Shares of Jinmao Property Services Co. plunged in their Hong Kong trading debut, dropping as much as 35% to HK$5.32 from an initial public offering price of HK$8.14.
Sentiment toward its parent China Jinmao Holdings Group Ltd.
has been weak, as the property sector has been weighed by the debt-related woes of China Evergrande Group
The parent company also saw its contracted property sales drop more than half to 17 billion yuan ($2.69 billion) for January to February.
Jinmao Property Services was last 28% lower at HK$5.85, while China Jinmao was down 0.9% at HK$2.33, dropping 63% from its 2020 high of HK$6.32.

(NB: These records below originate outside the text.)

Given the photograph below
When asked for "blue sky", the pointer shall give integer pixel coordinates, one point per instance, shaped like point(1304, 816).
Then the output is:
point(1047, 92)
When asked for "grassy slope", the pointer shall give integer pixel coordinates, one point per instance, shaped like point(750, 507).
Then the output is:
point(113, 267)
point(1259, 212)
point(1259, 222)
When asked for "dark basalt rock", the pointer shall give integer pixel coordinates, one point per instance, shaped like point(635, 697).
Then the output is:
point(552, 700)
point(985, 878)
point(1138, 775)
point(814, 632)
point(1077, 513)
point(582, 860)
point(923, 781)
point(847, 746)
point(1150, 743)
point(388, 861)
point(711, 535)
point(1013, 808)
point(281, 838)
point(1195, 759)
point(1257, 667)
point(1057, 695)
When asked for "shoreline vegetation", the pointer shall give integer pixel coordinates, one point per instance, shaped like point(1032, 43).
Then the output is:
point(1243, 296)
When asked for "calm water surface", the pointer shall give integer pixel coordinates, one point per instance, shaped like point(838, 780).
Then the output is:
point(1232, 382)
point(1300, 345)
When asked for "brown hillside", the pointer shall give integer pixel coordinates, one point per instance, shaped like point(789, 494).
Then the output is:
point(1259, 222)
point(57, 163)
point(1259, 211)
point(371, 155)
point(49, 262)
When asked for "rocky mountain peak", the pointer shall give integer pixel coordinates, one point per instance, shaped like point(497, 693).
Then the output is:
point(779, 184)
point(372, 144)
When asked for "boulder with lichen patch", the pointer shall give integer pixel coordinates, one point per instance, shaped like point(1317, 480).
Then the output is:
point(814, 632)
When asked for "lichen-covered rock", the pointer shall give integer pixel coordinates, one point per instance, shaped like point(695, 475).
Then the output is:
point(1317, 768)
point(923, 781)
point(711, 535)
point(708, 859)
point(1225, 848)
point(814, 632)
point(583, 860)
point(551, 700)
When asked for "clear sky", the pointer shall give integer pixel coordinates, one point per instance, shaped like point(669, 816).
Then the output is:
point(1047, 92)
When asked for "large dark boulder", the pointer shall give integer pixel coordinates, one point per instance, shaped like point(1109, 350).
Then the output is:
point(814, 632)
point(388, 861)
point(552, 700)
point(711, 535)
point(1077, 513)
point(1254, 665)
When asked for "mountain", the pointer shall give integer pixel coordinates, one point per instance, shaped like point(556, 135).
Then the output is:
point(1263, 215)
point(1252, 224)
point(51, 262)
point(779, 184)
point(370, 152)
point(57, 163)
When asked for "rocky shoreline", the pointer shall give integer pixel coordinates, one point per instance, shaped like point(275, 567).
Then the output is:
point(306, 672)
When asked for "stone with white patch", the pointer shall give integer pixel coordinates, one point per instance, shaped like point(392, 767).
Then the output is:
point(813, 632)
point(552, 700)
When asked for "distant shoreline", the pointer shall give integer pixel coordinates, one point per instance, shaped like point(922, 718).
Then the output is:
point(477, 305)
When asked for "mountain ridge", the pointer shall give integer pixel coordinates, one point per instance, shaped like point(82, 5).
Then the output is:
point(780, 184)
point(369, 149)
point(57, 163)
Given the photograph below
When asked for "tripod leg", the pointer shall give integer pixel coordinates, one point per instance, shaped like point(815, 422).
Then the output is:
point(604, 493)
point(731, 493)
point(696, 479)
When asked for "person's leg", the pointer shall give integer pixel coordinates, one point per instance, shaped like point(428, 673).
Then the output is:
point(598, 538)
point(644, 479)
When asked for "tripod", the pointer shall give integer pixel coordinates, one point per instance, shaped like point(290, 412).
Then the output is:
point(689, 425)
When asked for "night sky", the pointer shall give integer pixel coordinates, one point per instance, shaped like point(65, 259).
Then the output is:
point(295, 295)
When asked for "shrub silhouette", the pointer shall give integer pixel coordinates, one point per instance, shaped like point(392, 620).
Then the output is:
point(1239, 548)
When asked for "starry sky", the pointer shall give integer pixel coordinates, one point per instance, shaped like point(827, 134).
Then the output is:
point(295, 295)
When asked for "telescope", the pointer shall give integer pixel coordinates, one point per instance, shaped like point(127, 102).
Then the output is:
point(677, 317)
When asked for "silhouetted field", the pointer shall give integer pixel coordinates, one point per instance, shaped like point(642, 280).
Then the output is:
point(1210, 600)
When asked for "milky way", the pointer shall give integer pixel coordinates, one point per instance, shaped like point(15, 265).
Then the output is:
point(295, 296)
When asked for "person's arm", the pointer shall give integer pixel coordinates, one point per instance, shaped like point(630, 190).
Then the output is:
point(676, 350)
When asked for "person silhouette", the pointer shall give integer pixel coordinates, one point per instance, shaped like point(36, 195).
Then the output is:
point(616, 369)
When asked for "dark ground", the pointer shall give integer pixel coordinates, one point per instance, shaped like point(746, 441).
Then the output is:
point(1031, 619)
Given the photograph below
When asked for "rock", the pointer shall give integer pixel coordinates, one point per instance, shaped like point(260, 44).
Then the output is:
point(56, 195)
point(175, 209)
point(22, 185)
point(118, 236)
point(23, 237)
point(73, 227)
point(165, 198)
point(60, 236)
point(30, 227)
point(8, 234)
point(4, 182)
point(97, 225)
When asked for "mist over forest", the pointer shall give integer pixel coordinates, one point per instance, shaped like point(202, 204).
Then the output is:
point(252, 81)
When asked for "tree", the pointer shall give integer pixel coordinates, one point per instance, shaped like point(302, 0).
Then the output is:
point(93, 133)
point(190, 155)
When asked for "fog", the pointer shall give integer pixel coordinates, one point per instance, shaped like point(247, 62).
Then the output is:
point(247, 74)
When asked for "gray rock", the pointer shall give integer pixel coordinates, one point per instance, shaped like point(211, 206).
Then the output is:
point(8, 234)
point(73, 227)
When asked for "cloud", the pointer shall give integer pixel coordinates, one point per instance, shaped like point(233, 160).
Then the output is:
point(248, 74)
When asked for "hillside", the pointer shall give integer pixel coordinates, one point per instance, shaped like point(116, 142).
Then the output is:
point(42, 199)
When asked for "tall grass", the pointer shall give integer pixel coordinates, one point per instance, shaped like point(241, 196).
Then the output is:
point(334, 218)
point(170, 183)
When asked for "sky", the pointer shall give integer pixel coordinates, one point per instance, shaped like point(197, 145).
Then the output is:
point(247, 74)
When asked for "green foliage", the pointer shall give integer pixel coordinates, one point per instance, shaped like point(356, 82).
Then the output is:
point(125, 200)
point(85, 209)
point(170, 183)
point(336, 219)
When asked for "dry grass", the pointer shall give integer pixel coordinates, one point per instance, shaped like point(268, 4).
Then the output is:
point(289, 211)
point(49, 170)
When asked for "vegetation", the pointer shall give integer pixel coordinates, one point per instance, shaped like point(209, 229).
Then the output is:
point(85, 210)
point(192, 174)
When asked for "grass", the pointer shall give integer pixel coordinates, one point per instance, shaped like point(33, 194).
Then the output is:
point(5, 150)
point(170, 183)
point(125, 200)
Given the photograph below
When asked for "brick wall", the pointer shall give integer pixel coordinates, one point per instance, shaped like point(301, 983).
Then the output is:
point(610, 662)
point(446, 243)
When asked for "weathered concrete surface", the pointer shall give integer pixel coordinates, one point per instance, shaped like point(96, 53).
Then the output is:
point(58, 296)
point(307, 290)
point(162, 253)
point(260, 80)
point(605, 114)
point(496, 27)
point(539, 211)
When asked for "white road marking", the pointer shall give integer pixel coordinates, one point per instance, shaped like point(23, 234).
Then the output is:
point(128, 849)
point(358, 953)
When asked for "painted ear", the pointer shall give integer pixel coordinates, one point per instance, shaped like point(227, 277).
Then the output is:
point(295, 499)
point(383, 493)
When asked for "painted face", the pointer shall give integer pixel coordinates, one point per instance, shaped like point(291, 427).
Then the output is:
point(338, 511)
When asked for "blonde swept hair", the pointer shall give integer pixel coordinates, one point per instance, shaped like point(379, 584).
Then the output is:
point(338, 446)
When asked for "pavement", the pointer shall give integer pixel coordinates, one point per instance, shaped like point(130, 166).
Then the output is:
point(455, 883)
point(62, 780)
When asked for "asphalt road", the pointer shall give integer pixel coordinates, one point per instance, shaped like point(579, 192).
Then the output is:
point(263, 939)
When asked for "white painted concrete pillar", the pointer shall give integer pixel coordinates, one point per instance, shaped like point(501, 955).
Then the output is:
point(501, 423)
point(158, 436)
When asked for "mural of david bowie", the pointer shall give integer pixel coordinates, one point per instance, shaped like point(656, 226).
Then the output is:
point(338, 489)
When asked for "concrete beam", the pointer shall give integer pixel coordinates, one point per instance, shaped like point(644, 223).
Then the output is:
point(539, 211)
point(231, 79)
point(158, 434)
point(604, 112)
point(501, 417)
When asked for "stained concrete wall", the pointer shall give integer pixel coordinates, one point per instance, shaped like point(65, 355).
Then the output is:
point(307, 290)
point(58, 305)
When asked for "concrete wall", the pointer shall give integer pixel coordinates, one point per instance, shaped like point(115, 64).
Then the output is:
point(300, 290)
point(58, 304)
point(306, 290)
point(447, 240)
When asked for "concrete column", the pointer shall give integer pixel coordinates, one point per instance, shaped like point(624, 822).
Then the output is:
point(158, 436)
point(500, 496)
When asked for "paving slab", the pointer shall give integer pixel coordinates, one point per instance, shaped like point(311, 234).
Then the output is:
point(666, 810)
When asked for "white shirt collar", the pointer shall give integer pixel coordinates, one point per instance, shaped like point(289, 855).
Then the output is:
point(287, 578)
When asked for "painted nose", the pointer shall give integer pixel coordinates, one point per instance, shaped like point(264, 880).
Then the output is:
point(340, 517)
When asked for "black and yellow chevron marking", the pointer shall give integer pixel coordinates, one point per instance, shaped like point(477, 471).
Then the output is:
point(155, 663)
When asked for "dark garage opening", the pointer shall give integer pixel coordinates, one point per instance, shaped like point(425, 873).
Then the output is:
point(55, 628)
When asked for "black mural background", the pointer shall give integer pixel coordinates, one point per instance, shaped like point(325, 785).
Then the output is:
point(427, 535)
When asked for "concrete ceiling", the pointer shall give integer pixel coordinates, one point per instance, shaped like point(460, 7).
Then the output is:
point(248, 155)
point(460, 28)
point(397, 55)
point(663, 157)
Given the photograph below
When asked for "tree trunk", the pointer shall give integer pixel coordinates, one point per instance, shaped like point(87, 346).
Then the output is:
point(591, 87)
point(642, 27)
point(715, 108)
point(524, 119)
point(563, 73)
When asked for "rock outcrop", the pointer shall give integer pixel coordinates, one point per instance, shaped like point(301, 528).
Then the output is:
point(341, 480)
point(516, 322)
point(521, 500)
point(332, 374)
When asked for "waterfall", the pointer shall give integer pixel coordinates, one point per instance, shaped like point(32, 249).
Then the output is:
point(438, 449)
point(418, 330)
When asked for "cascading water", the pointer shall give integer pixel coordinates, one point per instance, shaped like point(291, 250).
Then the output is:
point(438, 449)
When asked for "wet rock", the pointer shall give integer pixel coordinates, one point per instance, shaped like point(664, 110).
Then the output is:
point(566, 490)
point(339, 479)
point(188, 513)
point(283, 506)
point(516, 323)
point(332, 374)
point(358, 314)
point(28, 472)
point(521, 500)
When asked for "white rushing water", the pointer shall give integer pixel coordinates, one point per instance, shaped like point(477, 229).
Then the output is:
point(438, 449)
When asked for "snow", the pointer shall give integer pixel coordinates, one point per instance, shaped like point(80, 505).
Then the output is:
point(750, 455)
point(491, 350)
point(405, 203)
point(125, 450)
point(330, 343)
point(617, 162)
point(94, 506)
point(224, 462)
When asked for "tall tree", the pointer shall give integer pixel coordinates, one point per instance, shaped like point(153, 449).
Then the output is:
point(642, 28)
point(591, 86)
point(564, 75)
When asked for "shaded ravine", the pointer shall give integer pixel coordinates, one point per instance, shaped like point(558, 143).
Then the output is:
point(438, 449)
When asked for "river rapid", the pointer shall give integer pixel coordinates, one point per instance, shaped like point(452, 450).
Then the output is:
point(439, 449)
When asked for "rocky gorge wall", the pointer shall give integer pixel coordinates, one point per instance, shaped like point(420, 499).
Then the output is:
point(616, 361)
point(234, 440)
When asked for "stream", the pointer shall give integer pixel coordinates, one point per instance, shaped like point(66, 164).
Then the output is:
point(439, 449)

The decline in Jinmao Property Services’ shares comes even as the sector trades broadly higher, reflecting investor concerns over the company’s prospects. The Hang Seng Property Service and Management Index, which tracks large Hong Kong-listed property management companies, is up 1.5%.
Although there have been measures to help boost demand for homes, China’s property sector isn’t out of the woods yet, Daiwa Capital Markets said.
Some city-level governments have relaxed home-purchase restrictions and ordered banks to lower mortgage rates for first-time home buyers, but it will take time for home sales to pick up, Daiwa said. Home sales are thus likely to remain slow in the first half, which could continue to put pressure on the sector.
Jinmao Property Services said it would use its IPO proceeds for business development purposes, which would include mergers and acquisitions.